All evolutionary creature life is beset by certain inevitabilities. Consider the following:
1. Is courage - strength of character - desirable? Then must man be reared in an environment which necessitates grappling with hardships and reacting to disappointments.
2. Is altruism - service of one's fellows - desirable? Then must life experience provide for encountering situations of social inequality.
3. Is hope - the grandeur of trust - desirable? Then human existence must constantly be confronted with insecurities and recurrent uncertainties.
4. Is faith - the supreme assertion of human thought - desirable? Then must the mind of man find itself in that troublesome predicament where it ever nows less than it can believe.
5. Is the love of truth and the willingness to go wherever it leads desirable? Then must man grow up in a world where error is present and falsehood always possible.
6. Is idealism - the approaching concept of the divine - desirable? Then must man struggle in an environment of relative goodness and beauty, surroundings stimulative of the irrepressible reach for better things.
7. Is loyalty - devotion to highest duty - desirable? Then must man carry on amid the possibilities of betrayal and desertion. The valor of devotion to duty consists in the implied danger of default.

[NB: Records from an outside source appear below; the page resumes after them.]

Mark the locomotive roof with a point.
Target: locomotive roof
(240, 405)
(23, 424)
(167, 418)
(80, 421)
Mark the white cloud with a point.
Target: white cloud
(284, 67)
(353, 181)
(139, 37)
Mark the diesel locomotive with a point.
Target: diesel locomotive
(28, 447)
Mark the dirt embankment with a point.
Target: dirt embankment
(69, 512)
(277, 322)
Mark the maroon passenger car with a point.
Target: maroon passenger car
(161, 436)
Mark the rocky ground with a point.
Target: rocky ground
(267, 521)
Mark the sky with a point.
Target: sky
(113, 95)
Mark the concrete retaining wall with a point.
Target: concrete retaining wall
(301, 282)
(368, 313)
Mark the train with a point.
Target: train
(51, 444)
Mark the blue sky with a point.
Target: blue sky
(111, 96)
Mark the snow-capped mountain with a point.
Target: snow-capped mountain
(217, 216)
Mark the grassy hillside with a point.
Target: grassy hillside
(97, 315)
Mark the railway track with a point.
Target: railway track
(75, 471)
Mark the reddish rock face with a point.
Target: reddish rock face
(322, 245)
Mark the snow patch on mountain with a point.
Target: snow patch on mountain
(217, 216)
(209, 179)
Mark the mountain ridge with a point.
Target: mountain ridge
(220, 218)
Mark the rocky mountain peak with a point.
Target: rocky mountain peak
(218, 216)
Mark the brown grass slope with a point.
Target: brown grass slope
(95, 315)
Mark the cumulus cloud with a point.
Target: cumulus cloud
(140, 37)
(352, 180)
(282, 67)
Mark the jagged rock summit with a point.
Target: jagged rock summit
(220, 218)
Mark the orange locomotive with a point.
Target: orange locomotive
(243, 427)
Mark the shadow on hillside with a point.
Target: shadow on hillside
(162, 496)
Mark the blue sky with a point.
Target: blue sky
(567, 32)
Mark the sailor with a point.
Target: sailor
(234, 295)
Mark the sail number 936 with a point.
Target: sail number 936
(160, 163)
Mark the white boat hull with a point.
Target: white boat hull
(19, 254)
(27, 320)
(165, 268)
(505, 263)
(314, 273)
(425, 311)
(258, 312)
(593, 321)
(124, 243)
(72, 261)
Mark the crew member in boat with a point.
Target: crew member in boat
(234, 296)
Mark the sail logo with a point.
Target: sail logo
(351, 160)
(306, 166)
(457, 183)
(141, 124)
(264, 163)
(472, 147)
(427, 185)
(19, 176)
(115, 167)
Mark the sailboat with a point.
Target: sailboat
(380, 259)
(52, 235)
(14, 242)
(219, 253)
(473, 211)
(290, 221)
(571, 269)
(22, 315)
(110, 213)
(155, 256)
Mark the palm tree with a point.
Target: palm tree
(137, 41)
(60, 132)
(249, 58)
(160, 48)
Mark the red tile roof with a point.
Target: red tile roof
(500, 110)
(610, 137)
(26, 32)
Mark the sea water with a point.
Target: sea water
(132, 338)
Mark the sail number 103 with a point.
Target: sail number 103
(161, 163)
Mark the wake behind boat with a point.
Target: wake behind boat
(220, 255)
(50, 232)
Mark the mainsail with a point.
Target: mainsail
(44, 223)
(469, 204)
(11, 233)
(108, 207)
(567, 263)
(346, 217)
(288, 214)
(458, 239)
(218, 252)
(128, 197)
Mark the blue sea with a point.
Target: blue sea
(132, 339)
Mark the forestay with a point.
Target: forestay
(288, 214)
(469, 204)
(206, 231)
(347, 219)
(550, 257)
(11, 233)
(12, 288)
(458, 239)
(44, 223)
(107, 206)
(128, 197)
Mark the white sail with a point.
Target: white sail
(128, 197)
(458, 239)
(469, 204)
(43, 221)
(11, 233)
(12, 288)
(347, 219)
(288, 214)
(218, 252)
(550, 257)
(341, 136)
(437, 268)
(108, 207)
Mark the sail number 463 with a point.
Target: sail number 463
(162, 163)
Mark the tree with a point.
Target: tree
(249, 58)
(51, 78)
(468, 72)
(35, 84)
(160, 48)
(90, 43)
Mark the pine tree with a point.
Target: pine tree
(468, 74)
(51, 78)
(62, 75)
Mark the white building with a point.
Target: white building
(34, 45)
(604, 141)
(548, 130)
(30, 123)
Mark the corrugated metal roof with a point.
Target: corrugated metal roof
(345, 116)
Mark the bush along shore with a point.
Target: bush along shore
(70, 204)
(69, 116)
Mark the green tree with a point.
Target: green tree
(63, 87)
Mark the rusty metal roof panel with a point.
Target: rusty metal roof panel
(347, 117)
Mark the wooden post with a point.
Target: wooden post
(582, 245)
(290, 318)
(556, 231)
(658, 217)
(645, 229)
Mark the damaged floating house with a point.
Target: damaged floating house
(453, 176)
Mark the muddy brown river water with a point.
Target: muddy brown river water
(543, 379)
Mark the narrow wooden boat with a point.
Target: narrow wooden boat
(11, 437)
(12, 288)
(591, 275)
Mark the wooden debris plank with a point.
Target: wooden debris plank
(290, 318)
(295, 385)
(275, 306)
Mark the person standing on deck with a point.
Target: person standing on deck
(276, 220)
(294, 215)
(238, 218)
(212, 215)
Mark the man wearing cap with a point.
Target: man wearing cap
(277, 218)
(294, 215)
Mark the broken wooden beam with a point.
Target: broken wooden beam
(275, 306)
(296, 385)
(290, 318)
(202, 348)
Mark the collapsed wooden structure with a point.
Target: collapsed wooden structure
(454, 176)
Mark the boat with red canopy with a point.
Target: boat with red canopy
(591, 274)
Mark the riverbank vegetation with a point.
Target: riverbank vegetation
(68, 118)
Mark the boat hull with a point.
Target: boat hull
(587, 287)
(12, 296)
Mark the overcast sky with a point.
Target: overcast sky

8. Is unselfishness - the spirit of self-forgetfulness - desirable? Then must mortal man live face to face with the incessant clamoring of an inescapable self for recognition and honor. Man could not dynamically choose the divine life if there were no self-life to forsake. Man could never lay saving hold on righteousness if there were no potential evil to exalt and differentiate the good by contrast.
9. Is pleasure - the satisfaction of happiness - desirable? Then must man live in a world where the alternate of pain and the likelihood of suffering are ever-present experiential possibilities.